I am reminded of the comments, usually attributed to George Bush’s adviser Karl Rove, in which he mocked what he called the “reality-based community”: “That’s not the way the world really works anymore,” he said. “We’re an empire now, and when we act, we create our own reality. And while you’re studying that reality – judiciously, as you will – we’ll act again, creating other new realities, which you can study too, and that’s how things will sort out. We’re history’s actors…and you, all of you, will be left to just study what we do.”

The public may be kept in the dark about the Tories’ fiscal incontinence if the media continues to choose not to discuss or analyse the magic money which is making all these marvellous Conservative promises deliverable. It is not simply that one rule is being applied to Tory plans and another to those being provided by other parties. A choice is being made not to subject Tory plans to serious scrutiny at all.

Consider the remarks made by David Cameron at prime minister’s question time on January 7 this year:

“The real risk to the NHS is the risk of unfunded spending commitments bringing chaos to our economy, which would wreck our NHS. That is the risk.”

Now, you might have thought that these remarks, made on the record three months ago, at prime minister’s question time, by the prime minister, might be seen as relevant at a time when his own chancellor is promising £8bn a year of unfunded spending commitments to the NHS. You may say that I’m being too literal-minded. You might argue that it is unfair to hold that nice Mr Cameron to account in this way. He is the prime minister after all, he’s very rich, and posh, and someone like me should really just know my place and shut up. The Conservatives have created their own reality and we should learn to live with it.

This, perhaps, explains the thought processes behind those people at the BBC who on Saturday spent several hours telling the Labour party that this clip of Cameron at PMQs was not going to be used in any news bulletin. It is hard to be certain. But somebody within the corporation did relent, and by 10 o’clock on Saturday night there was the clip in the main evening news programme.

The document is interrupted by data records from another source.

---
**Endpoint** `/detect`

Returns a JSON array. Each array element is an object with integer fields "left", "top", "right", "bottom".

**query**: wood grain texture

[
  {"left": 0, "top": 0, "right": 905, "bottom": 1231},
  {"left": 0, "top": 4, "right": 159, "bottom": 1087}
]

It has not, I think, been broadcast again since.

“I have never seen a party of government escape scrutiny with such ease,” wrote Nick Cohen in his Observer column yesterday. He is right, of course. There is always a risk of undue deference being shown to the powerful, or to the prime minister of the day. David Dimbleby’s interview with Margaret Thatcher, the morning before polling day in 1987, contained her memorable objection to people who “drivel and drool that they care”. But the tape was broadcast only afternine o’clock that night, even though the words had been available many hours earlier. A braver BBC might have put the interview out as early as lunchtime. But a braver BBC did not exist back then. And perhaps not today, either.

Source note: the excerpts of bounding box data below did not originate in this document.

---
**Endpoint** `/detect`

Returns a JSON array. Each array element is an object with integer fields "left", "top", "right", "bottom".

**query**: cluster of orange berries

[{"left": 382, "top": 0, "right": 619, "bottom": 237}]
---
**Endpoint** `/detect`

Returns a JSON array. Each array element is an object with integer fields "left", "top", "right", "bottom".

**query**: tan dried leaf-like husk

It is not too late. Those of us who still inhabit the reality-based community have a duty to speak up, in all media channels that are available to us, to try and at least question the Conservatives on their plans, such as they are. Mr Osborne’s amateur conjuring should be exposed for the confidence trick that it is.

Michael Foot knew all about exposing fake magicians. He once mocked Keith Joseph, a member of Mrs Thatcher’s cabinet, for reminding him of a conjuror who used to appear at the Palace Theatre in Plymouth, performing a trick in which he would place a gold watch belonging to a member of the audience in a velvet bag and then smash it violently to bits.

“Then on his countenance would come exactly the puzzled look of the right honourable gentleman the Secretary of State,” Foot said. “He would step forward right to the front of the stage and say ‘I am very sorry, I am very sorry. I have forgotten the rest of the trick.’ That’s the situation of the government. They’ve forgotten the rest of the trick. It doesn’t work.”